İnsanlar yaşamları boyunca hayatlarını devam ettirmek için birçok gereksinime ihtiyaç duymaktadır ve bu gereksinimlerini karşılamak için iktisadi davranışlarda bulunmaktadırlar. Bireylerin iktisadi davranışı olan satın alma kararı, birçok faktör tarafından belirlenebilmektedir. Bunlardan kişisel faktörlerden biri olan cinsiyetin, bireyin satın alma kararı üzerinde önemli bir rolü bulunmaktadır. Farklı cinsiyetteki tüketicilerin, zevkler, renkler ve şekillere karşı gösterdikleri davranışların birbirinden farklı olduğu görülmektedir. Bu yüzden birçok pazarlamacı, ürünlerini cinsiyete göre özdeşleştirip ek anlamlar kazanmasını sağlamaktadır. Ortaya çıkan bağlantılar daha çok tüketiciler tarafından yaratılmaktadır. Örneğin; yapılan bir araştırmaya göre, eşcinsellerin diğer tüketicilere oranla dört kat daha fazla otomobil alma ihtimali Subaru yöneticilerini şaşırtmıştır ve firma bu kesimi hedef kitle olarak seçmiş ve sonrasında eşcinsel yayınlar yapan basın kuruluşlarında, Subaru otomobillerini kullanan mutlu eşcinsel çiftlerin reklamlarına yer vermiştir (Solomon, 2003).

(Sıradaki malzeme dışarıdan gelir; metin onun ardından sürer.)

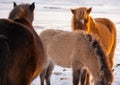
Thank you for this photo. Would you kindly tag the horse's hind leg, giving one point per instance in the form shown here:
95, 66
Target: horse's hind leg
111, 55
42, 76
85, 77
76, 77
49, 72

Bireylerin satın aldığı ürünler cinsiyet farklılığına göre değişebilmektedir. Yapılan araştırmalar neticesinde, kadınların erkeklere oranla daha duygusal olduğu ve bu yüzden kadın ve erkeklerin alışveriş yaparken farklı ürünler tercih ettikleri ortaya çıkmıştır. Örneğin kadınlar bu duygusallığı ön plana çıkaran ürünleri tercih ederken, erkeklerin ise doğası gereği bağımsızlığına daha düşkün olmasından dolayı eğlence unsuru içeren ürünleri tercih ettiği ortaya çıkmıştır. Başka bir araştırmaya göre ise; kadınların çevre odaklı olduğu ve bu yüzden giyim alışverişinde daha çok sosyal ve kişisel ilişkilerine göre tercih yapmaya önem verdiği, erkeklerin ise daha çok ben odaklı olduğu, giyim alışverişinde kişiliklerini yansıtan ve fonksiyonel olan ürünleri tercih etmeye özen gösterdikleri tespit edilmiştir (Dittmar vd., 1995). Yapılan araştırmalarda da görüldüğü gibi cinsiyet farkının tüketicinin satın alma kararları üzerinde önemli bir etkisi bulunmaktadır. Bu yüzden cinsiyetin tüketicilerin satın alma davranışları üzerindeki etkisi aşağıdaki ampirik araştırma ile ölçülmeye çalışılmıştır.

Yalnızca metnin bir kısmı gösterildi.